20 year Cost analysis: $ 7.85 / year 2018 $10.29 / year 2023 (31% increase
over 2018) $13.49 / year 2029 (72% increase over 2018) $17.68 / year 2035
(125% increase over 2018) $23.17 / year 2041 (195% increase over 2018)

I am aware that the 7% is a maximum per year for each of the four years and,
theoretically, there could be no increase or a sub 7% increase some years,
however, I have little faith on this being the norm and, most certainly,
CANNOT plan on it being any less than the full 7% in any fiscal plans made.

I understand it would be extremely difficult for you to create a regulation
that would charge businesses more and individuals less, however, that may be
what is required at this time. This would leave a loophole for businesses to
have an individual register their domain name, however, no corporation of any
size will be willing to leave their domain names in private hands.
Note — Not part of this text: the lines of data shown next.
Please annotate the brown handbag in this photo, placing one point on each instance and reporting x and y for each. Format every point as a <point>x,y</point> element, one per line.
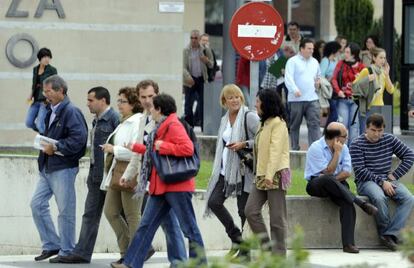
<point>117,172</point>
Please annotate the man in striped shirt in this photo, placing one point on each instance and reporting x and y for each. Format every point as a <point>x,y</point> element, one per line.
<point>371,155</point>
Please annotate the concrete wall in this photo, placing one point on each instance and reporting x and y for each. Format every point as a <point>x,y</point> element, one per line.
<point>18,235</point>
<point>99,42</point>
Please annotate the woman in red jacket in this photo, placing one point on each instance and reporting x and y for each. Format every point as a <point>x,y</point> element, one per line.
<point>168,138</point>
<point>344,74</point>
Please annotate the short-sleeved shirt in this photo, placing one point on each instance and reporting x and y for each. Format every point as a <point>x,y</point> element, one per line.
<point>319,155</point>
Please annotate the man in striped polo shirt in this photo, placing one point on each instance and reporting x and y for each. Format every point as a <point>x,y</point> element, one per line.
<point>371,155</point>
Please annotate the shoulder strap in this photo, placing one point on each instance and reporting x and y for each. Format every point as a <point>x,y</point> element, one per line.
<point>370,70</point>
<point>245,124</point>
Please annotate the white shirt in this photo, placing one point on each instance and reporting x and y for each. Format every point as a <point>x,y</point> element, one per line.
<point>300,74</point>
<point>226,138</point>
<point>53,115</point>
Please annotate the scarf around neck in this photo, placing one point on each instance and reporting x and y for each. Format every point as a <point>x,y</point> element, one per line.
<point>146,167</point>
<point>233,183</point>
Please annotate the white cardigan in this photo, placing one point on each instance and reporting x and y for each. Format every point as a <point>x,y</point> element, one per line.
<point>125,133</point>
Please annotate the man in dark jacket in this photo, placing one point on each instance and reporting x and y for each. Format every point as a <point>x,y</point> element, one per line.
<point>104,123</point>
<point>58,166</point>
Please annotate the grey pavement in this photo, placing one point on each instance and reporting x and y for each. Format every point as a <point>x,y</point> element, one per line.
<point>321,258</point>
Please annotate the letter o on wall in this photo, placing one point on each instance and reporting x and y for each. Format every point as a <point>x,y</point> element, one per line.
<point>12,43</point>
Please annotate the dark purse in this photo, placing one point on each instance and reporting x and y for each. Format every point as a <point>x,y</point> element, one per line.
<point>174,169</point>
<point>246,154</point>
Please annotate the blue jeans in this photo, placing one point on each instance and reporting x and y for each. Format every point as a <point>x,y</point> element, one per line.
<point>60,183</point>
<point>36,115</point>
<point>156,210</point>
<point>386,224</point>
<point>311,111</point>
<point>346,113</point>
<point>333,112</point>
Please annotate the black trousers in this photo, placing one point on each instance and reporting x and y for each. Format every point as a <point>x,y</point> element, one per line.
<point>216,204</point>
<point>339,193</point>
<point>91,218</point>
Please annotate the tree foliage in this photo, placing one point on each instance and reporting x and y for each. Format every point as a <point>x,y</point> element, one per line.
<point>353,18</point>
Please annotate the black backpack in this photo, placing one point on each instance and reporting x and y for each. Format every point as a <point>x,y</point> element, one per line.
<point>191,134</point>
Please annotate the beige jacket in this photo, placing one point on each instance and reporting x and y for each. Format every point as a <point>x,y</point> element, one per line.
<point>134,166</point>
<point>271,151</point>
<point>187,60</point>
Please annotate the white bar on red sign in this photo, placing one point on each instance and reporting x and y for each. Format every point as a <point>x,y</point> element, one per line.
<point>256,31</point>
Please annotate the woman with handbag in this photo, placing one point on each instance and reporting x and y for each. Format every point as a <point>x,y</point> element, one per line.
<point>378,74</point>
<point>169,138</point>
<point>118,198</point>
<point>271,154</point>
<point>230,174</point>
<point>344,74</point>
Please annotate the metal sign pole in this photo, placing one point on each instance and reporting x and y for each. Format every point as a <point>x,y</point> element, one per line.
<point>254,83</point>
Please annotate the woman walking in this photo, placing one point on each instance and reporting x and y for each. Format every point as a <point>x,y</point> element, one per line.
<point>119,199</point>
<point>168,138</point>
<point>345,73</point>
<point>378,73</point>
<point>229,176</point>
<point>271,151</point>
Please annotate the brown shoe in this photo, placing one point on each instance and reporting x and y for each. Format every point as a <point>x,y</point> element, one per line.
<point>350,249</point>
<point>388,241</point>
<point>369,208</point>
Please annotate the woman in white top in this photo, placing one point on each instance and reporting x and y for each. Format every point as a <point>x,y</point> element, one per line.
<point>119,198</point>
<point>237,129</point>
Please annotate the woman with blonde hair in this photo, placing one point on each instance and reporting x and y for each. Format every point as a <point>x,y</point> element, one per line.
<point>378,75</point>
<point>229,175</point>
<point>119,198</point>
<point>271,156</point>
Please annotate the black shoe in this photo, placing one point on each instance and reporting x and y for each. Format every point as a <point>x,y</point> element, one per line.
<point>388,241</point>
<point>72,259</point>
<point>150,252</point>
<point>55,259</point>
<point>369,208</point>
<point>46,254</point>
<point>115,263</point>
<point>350,249</point>
<point>234,250</point>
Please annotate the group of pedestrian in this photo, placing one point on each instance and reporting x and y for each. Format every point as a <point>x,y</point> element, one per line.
<point>318,79</point>
<point>200,67</point>
<point>251,158</point>
<point>147,121</point>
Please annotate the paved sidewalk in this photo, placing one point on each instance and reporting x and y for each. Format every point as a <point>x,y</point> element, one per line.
<point>318,259</point>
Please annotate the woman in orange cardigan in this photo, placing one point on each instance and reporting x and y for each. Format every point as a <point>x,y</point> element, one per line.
<point>168,138</point>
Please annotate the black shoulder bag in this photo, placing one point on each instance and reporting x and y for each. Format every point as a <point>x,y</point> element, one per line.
<point>246,154</point>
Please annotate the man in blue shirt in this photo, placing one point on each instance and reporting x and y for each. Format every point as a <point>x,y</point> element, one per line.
<point>104,123</point>
<point>302,79</point>
<point>371,159</point>
<point>58,166</point>
<point>328,165</point>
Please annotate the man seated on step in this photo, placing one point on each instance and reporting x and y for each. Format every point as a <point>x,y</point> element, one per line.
<point>328,166</point>
<point>371,156</point>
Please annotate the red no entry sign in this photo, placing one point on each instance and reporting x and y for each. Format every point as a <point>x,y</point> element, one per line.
<point>256,31</point>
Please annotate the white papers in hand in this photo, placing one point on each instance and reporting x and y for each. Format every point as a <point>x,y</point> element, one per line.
<point>40,142</point>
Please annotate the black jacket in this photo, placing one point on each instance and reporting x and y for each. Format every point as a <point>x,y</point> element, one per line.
<point>70,129</point>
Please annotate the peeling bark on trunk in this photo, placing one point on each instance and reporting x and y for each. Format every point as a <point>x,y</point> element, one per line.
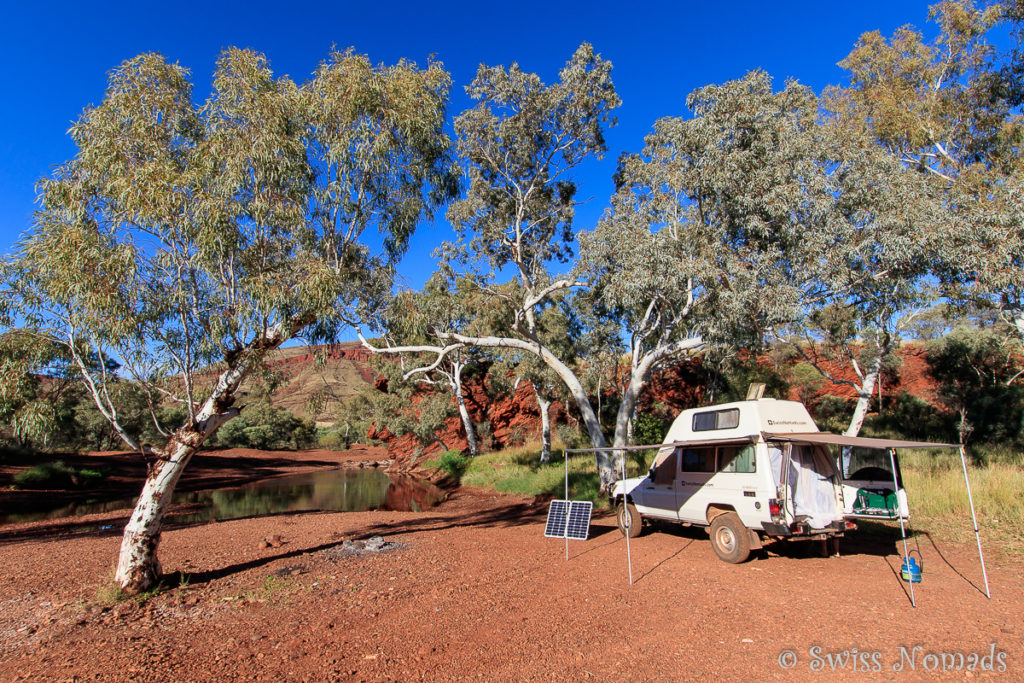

This would
also allow fledgling businesses (aka startups) to keep their costs low at
first. Remember, many businesses have been started in individual's garages.

You may also assume that all ".com" domain names are used for, or are supposed
to be used for commercial purposes, however, this is not the case today. If
this had been defined and enforced from the beginning of the internet, this
would be a non-issue, however, to start enforcing it today would cause many
many individuals to lose their domains. Yes, there are other top level domains
they can move to, however, that doesn't alleviate the fact that they would be
losing an asset they had invested much time, money, and resources acquiring.

Please keep the annual fee very low or consider a more flexible charging
system for the .COM top level domain that will keep it accessible to
individuals and small businesses.

    
    
      Thank you,
    
      Andrew Farnsworth